Forum OpenACS Development: Re: XML-RPC package ready

Collapse
8: Re: XML-RPC package ready (response to 4)
Posted by Vinod Kurup on
Hey Andrew,

I did look at the SOAP-Gateway package which seems real nice and should be useful for SOAP. I couldn't, in my brief inspection, figure out how to have it do plain XML-RPC, it only took care of SOAP requests.

I'm not sure if ns_xmlrpc was the best foundation to start with, but it was the quickest. I wanted to use tDOM since we were already using tDOM in OpenACS 5, therefore I didn't look at TclSOAP. I fixed a few bugs here and there and it seems to work well.

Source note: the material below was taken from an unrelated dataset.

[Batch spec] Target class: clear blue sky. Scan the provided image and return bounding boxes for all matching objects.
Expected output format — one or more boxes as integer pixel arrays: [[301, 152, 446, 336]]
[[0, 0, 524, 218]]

But, I didn't do the automatic conversion between Tcl and XML-RPC that you mention. I thought about doing it, but I couldn't figure out a clean way to do it. XML-RPC to Tcl conversion is automatic (which is easy since Tcl doesn't care about datatypes). But Tcl to XML-RPC conversion requires the programmer to specify the datatype that he's returning. i.e. return [list -int 23]. Now in some cases, it would be very easy to figure out the datatype from the value and take care of that little detail ourselves. For example, 23 is an int. But what if you're implementing a method that's supposed to return a string, whose value happens to be 23. Our XML-RPC would look at 23, call it an int and return an int. If the XML-RPC client on the other side is using a strongly-typed language, it would be expecting a string and might fail. A similar problem would be trying to differentiate between XML-RPC arrays and structs. In TCL, these are arrays and lists, respectively. But if your proc returns a list with 4 items, there's no way to tell if I should code that as an XML-RPC array of 4 items or an XML-RPC struct with 2 name-value pairs (or even as an XML-RPC string with four words). We'd have to have a way of procs specifying their signature (with datatypes) somewhere and that seemed harder to implement than having the programmer specify the datatype.